Но до того, как путники устраивались спать, они долго сидели у общего костра, то перебрасываясь едким словом, то шуткой, то обмениваясь занимательными историями. Однажды, прикончив тушку жирного сирюнча, пикт произнес:
- Живот мой тоскует по настоящему мясу. Хорошо бы подстрелить оленя... Не то я, как предок наш Семитха, перегрызу кому-нибудь горло - тебе, киммериец, или твоей женщине, которая на вид гораздо вкуснее.
- Разве в твоем племени пожирают людей? - Конан удивленно воззрился на Тампоату.
- Нет, сейчас нет... Но старики говорили, что так было не всегда. Прежде ели... в память о Семитхе и его брате Кулриксе.
Зийна, вздрогнув, прижалась к Конану, но не сказала ни слова. Ей нравились страшные истории, а то, о чем обычно толковали у вечернего костра пикт и киммериец, было страшным - таким страшным, что от рассказов этих завяли бы все цветы, засохли бы все щедрые виноградники Пуантена.
- Семитха и Кулрикс считались великими вождями, - начал Тампоата, - и правили они в те давние времена, когда наше племя обитало не на Большой Земле, а на далеких островах в Западном океане...
- Значит, до Великого Потопа? - шепнула Зийна.
- Да, до Потопа... Говорят, на тех островах было много места, много долин и лесов, и вересковых пустошей, и скал с пещерами, и деревьев, и всякого зверья, подходящего в пищу лесным людям. Только в один из дней по божьему соизволению все звери куда-то подевались, и среди пиктов начался голод. Страшный голод, от которого люди перемерли; остались лишь вожди, Семитха и Кулрикс, потому что были они лучшими из охотников и пока что ухитрялись находить пищу своим женам. А ведь каждый кормил десятерых женщин, не считая их малолетних детей!

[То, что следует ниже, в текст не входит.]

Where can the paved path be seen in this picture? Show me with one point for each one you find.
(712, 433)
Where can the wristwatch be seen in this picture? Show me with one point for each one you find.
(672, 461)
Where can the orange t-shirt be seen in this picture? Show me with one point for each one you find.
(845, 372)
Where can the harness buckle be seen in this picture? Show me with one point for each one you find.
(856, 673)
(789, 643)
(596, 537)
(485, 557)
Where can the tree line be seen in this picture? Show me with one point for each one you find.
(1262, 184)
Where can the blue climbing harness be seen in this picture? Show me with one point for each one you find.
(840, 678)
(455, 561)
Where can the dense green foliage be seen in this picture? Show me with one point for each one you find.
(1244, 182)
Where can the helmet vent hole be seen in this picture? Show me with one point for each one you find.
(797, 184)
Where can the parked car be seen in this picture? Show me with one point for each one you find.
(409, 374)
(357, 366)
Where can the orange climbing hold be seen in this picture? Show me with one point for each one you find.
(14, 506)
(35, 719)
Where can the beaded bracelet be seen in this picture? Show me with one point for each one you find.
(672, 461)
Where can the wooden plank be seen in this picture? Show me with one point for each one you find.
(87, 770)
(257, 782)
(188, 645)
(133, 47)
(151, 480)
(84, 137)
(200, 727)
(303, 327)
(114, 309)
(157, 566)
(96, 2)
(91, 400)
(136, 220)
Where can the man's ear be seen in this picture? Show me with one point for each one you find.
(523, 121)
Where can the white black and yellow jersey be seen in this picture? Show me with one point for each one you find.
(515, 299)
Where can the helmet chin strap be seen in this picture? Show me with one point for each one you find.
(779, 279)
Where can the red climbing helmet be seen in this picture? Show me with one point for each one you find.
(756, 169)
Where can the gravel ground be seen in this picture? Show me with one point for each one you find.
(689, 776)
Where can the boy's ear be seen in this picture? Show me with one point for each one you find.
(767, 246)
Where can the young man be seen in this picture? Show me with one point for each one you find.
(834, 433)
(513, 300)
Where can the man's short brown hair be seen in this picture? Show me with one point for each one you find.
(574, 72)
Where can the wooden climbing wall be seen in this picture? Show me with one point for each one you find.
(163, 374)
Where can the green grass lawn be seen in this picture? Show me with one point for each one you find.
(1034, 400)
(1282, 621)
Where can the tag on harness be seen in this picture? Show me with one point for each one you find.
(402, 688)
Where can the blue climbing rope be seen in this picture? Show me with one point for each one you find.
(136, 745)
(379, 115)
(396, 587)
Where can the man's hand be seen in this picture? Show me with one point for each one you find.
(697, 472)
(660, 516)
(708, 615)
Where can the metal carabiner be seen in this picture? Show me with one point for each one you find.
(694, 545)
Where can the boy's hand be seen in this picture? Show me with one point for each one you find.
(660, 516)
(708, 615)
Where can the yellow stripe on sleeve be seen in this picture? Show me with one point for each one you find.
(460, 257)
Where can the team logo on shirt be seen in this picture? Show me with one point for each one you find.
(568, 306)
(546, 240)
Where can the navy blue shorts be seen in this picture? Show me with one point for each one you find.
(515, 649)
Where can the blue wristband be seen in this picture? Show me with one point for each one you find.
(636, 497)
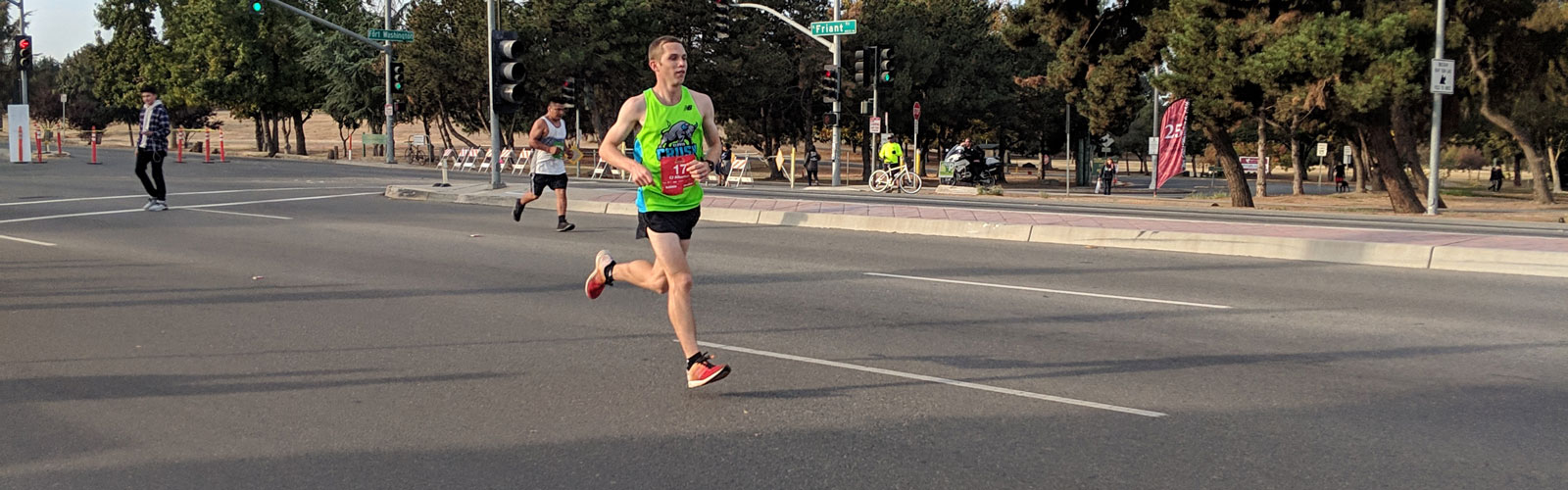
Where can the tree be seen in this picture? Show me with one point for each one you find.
(1515, 51)
(1207, 46)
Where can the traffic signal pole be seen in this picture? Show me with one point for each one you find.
(490, 15)
(381, 47)
(23, 23)
(838, 60)
(391, 109)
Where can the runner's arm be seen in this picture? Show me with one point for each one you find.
(537, 137)
(712, 137)
(629, 118)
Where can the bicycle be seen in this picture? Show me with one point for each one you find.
(886, 179)
(416, 154)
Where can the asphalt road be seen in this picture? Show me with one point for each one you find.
(320, 338)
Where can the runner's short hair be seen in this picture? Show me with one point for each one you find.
(658, 47)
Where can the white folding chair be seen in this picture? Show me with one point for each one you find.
(446, 159)
(472, 161)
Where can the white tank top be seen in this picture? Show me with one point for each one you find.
(545, 162)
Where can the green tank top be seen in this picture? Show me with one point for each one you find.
(671, 138)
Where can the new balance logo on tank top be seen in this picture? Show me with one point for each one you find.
(670, 140)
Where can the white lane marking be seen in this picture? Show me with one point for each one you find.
(1054, 291)
(73, 216)
(25, 240)
(286, 200)
(182, 193)
(220, 205)
(932, 379)
(239, 214)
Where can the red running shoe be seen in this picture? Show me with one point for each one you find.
(706, 372)
(596, 278)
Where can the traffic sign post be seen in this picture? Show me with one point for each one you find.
(1443, 77)
(391, 35)
(835, 27)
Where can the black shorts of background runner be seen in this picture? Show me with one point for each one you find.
(541, 181)
(676, 221)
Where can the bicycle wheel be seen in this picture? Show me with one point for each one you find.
(909, 182)
(880, 181)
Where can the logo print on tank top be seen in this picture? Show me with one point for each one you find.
(674, 153)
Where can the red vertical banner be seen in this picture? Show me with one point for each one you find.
(1173, 142)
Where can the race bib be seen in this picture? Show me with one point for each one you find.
(673, 174)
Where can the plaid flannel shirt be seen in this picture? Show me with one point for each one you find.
(159, 124)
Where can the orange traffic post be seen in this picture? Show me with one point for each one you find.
(93, 138)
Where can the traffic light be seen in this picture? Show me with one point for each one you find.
(721, 18)
(509, 73)
(397, 77)
(885, 65)
(862, 65)
(831, 83)
(23, 52)
(569, 93)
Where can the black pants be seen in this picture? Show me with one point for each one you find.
(156, 184)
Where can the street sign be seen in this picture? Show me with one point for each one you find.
(391, 35)
(835, 27)
(1443, 77)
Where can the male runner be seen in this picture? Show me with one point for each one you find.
(548, 140)
(676, 130)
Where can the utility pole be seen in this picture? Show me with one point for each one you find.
(1437, 118)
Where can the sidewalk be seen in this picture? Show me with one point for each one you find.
(1343, 245)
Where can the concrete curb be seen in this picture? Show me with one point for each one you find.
(1338, 252)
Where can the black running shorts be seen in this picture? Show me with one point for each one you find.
(541, 181)
(676, 221)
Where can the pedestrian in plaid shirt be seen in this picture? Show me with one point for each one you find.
(153, 145)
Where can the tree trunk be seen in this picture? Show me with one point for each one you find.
(1366, 177)
(261, 134)
(1262, 158)
(300, 134)
(1298, 167)
(271, 140)
(1225, 151)
(455, 132)
(1399, 190)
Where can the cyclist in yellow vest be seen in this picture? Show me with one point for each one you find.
(893, 154)
(674, 132)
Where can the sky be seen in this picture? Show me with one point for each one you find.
(60, 27)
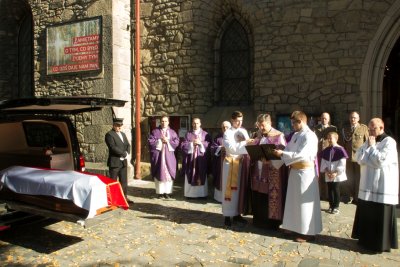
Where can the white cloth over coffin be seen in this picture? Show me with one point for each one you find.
(84, 190)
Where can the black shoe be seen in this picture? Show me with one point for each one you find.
(228, 222)
(239, 219)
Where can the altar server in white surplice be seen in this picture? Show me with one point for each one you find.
(375, 222)
(302, 213)
(235, 140)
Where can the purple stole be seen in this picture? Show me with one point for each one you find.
(163, 163)
(217, 161)
(271, 182)
(195, 164)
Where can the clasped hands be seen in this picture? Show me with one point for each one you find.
(371, 141)
(331, 174)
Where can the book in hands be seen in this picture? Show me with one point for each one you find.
(264, 151)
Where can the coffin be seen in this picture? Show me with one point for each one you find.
(82, 194)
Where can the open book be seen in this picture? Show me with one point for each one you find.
(264, 151)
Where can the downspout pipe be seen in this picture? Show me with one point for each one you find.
(138, 140)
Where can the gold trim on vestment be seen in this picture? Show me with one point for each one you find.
(233, 176)
(302, 165)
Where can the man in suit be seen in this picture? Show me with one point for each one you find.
(118, 151)
(322, 130)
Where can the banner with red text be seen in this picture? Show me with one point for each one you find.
(74, 47)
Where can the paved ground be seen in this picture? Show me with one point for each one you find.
(176, 232)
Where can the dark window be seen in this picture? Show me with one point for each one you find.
(43, 135)
(235, 66)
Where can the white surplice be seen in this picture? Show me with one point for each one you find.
(379, 172)
(234, 149)
(302, 209)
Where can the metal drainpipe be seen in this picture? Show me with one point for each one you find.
(137, 91)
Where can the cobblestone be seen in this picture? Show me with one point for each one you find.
(178, 232)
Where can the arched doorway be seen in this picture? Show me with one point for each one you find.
(391, 93)
(378, 92)
(16, 49)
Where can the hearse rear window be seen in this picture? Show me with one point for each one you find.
(43, 135)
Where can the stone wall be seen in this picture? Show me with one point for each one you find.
(112, 82)
(307, 54)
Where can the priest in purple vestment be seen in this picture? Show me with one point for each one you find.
(218, 155)
(268, 179)
(194, 148)
(162, 143)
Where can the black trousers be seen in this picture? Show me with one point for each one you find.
(333, 194)
(122, 174)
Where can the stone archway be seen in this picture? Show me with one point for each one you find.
(373, 69)
(16, 49)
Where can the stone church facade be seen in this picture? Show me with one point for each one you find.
(207, 58)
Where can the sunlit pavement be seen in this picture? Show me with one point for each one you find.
(178, 232)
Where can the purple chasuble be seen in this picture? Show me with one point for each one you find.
(158, 156)
(195, 164)
(271, 181)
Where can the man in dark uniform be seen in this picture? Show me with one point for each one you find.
(322, 130)
(118, 151)
(353, 136)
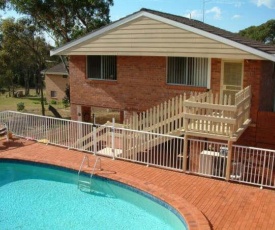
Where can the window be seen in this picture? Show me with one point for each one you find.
(53, 94)
(101, 67)
(187, 71)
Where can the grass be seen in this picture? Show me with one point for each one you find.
(32, 105)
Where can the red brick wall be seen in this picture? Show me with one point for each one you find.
(260, 75)
(216, 67)
(267, 86)
(141, 84)
(55, 83)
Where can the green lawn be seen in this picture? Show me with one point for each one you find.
(32, 105)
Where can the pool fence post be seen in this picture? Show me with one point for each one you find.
(94, 140)
(228, 163)
(184, 157)
(113, 138)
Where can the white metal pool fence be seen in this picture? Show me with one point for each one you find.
(207, 158)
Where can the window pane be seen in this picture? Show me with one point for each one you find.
(101, 67)
(187, 71)
(108, 67)
(94, 66)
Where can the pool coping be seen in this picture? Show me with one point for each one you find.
(193, 217)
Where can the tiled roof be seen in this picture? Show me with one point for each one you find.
(215, 30)
(269, 50)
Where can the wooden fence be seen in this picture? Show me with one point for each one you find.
(206, 115)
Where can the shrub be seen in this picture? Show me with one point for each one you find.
(53, 102)
(20, 106)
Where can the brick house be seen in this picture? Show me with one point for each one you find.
(56, 80)
(149, 57)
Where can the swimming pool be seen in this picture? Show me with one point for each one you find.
(41, 197)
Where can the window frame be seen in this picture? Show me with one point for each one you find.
(53, 92)
(102, 78)
(205, 81)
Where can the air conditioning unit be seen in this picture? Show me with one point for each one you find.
(223, 151)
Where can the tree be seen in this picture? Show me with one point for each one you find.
(23, 54)
(264, 33)
(64, 20)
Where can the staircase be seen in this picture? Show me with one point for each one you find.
(166, 118)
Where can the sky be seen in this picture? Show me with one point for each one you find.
(231, 15)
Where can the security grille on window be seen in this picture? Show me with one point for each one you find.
(53, 94)
(101, 67)
(187, 71)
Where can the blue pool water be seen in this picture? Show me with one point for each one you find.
(40, 197)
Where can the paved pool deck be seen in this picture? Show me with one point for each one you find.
(204, 202)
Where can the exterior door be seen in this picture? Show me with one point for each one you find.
(232, 79)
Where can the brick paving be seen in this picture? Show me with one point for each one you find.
(205, 203)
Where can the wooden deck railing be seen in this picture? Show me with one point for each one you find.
(205, 115)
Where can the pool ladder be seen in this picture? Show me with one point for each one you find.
(87, 184)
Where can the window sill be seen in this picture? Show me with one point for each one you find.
(186, 87)
(101, 81)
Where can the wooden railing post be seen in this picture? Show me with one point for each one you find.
(228, 163)
(184, 157)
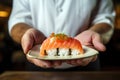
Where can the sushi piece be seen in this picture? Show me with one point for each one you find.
(61, 45)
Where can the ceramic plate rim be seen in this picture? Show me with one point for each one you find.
(34, 53)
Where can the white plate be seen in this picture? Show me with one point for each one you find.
(34, 53)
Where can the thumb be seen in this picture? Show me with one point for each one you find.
(97, 42)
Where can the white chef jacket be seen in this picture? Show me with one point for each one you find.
(61, 16)
(66, 16)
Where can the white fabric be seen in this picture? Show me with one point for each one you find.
(66, 16)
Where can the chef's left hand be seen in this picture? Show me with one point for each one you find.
(91, 39)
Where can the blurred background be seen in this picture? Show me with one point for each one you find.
(12, 57)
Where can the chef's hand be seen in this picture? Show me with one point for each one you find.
(91, 39)
(31, 38)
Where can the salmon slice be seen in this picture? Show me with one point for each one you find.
(56, 41)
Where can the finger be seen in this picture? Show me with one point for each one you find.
(94, 58)
(40, 63)
(98, 43)
(57, 63)
(27, 43)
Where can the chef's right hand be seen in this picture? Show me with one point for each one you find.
(31, 38)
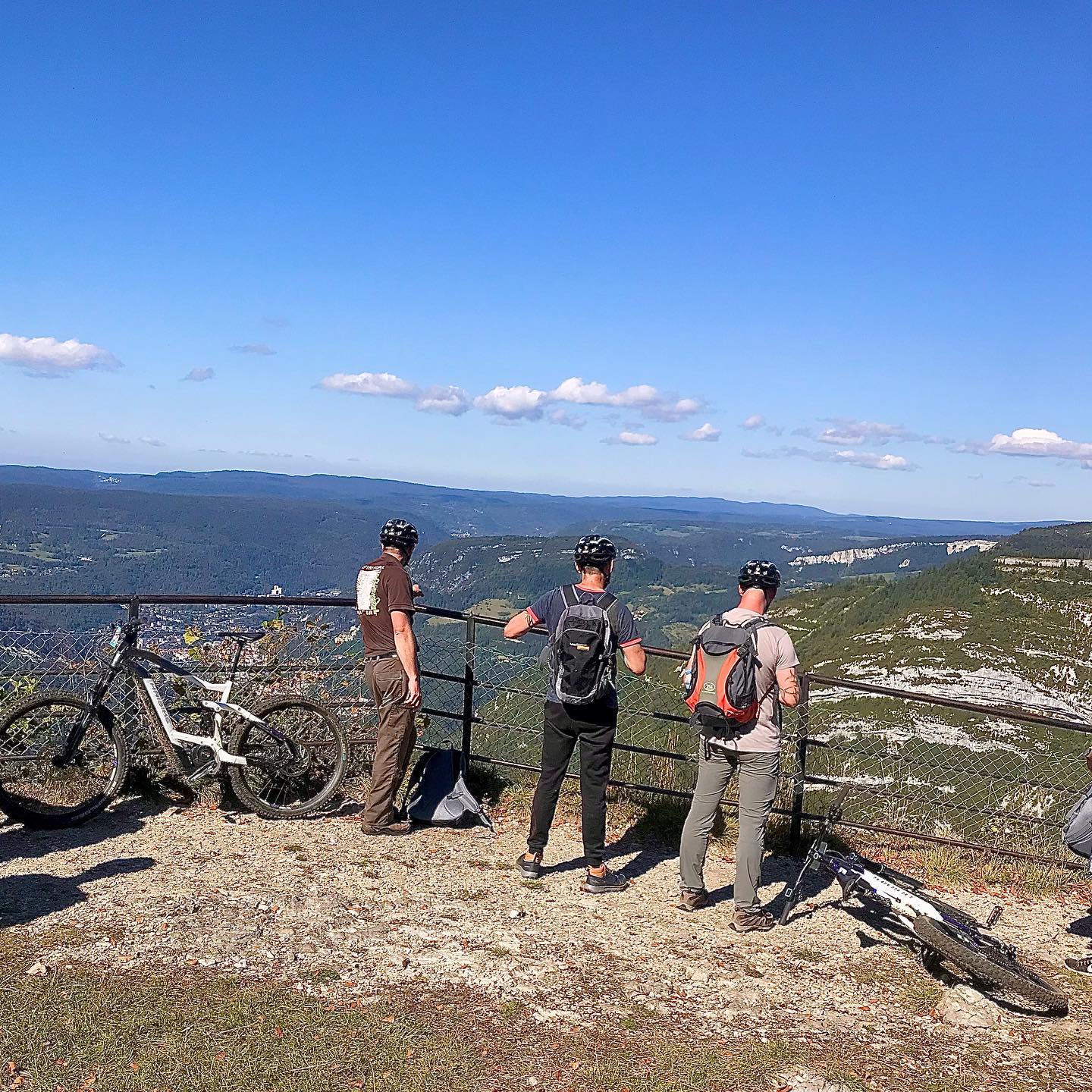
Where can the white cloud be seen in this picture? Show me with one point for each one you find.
(1034, 442)
(370, 382)
(647, 400)
(449, 400)
(868, 460)
(705, 432)
(519, 402)
(849, 431)
(566, 419)
(674, 411)
(253, 349)
(632, 439)
(47, 356)
(513, 402)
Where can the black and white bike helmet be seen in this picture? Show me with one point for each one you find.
(399, 533)
(595, 550)
(762, 575)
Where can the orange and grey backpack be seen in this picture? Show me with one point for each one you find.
(723, 694)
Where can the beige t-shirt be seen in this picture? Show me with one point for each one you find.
(776, 653)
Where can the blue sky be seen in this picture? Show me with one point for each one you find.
(511, 246)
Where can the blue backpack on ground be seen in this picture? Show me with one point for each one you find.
(437, 794)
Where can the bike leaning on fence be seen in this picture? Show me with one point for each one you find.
(946, 934)
(64, 757)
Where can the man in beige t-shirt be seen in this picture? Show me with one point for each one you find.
(755, 756)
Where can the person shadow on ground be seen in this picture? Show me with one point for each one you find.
(24, 899)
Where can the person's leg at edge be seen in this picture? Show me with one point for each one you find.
(560, 737)
(758, 786)
(596, 748)
(388, 684)
(714, 774)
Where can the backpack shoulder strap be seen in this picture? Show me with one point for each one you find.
(415, 777)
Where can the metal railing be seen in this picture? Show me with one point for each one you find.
(928, 768)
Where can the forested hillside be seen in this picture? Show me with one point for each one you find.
(1009, 627)
(55, 540)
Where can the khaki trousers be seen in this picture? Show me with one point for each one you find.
(394, 739)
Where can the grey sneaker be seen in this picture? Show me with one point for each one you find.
(752, 921)
(391, 828)
(529, 869)
(690, 900)
(602, 885)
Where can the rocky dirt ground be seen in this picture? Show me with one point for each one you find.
(331, 913)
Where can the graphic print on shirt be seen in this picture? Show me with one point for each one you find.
(367, 590)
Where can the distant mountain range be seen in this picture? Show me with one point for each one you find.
(246, 532)
(475, 511)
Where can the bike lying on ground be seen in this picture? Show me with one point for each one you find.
(64, 758)
(945, 933)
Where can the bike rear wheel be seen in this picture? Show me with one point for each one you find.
(275, 784)
(990, 965)
(37, 792)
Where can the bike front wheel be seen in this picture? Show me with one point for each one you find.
(282, 781)
(990, 965)
(39, 792)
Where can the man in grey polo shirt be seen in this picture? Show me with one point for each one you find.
(755, 757)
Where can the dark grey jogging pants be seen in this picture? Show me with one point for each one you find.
(758, 786)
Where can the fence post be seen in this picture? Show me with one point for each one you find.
(802, 767)
(469, 687)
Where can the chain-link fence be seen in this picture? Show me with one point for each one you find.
(924, 767)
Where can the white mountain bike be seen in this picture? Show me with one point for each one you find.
(64, 758)
(945, 933)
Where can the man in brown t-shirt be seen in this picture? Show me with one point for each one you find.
(384, 606)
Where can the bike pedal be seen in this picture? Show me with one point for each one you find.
(201, 772)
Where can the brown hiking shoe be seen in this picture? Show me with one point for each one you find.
(690, 900)
(752, 921)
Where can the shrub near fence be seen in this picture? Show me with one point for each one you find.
(928, 768)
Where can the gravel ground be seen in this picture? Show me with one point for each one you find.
(331, 912)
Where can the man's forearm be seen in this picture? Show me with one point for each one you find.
(405, 645)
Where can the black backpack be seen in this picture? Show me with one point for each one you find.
(581, 650)
(437, 794)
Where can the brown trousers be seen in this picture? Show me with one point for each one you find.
(394, 739)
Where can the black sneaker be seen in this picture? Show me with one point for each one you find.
(602, 885)
(529, 869)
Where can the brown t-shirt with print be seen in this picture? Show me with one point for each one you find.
(381, 587)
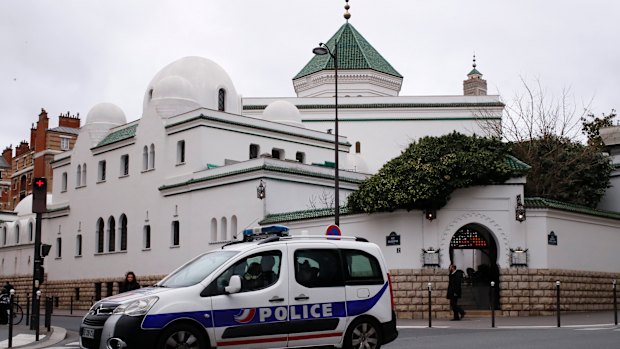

Когда же все прочие пикты сгинули, стало Семитхе и Кулриксу ясно, что лишь от их чресел произойдет новое племя, и суждено им сделаться родоначальниками бессчетных будущих поколений. Так, видать, желали боги: хотели уничтожить всех слабых и продлить род сильных. Но, чтобы продлить, нужна пища, а зверя и рыбы по-прежнему не было; ни оленей и кабанов в лесу, ни щук и сазанов в озерах. И поняли Семитха и Кулрикс, что выживет только один из них - если выживет вообще. Видно, богам хотелось произвести новое племя от самого крепкого корня.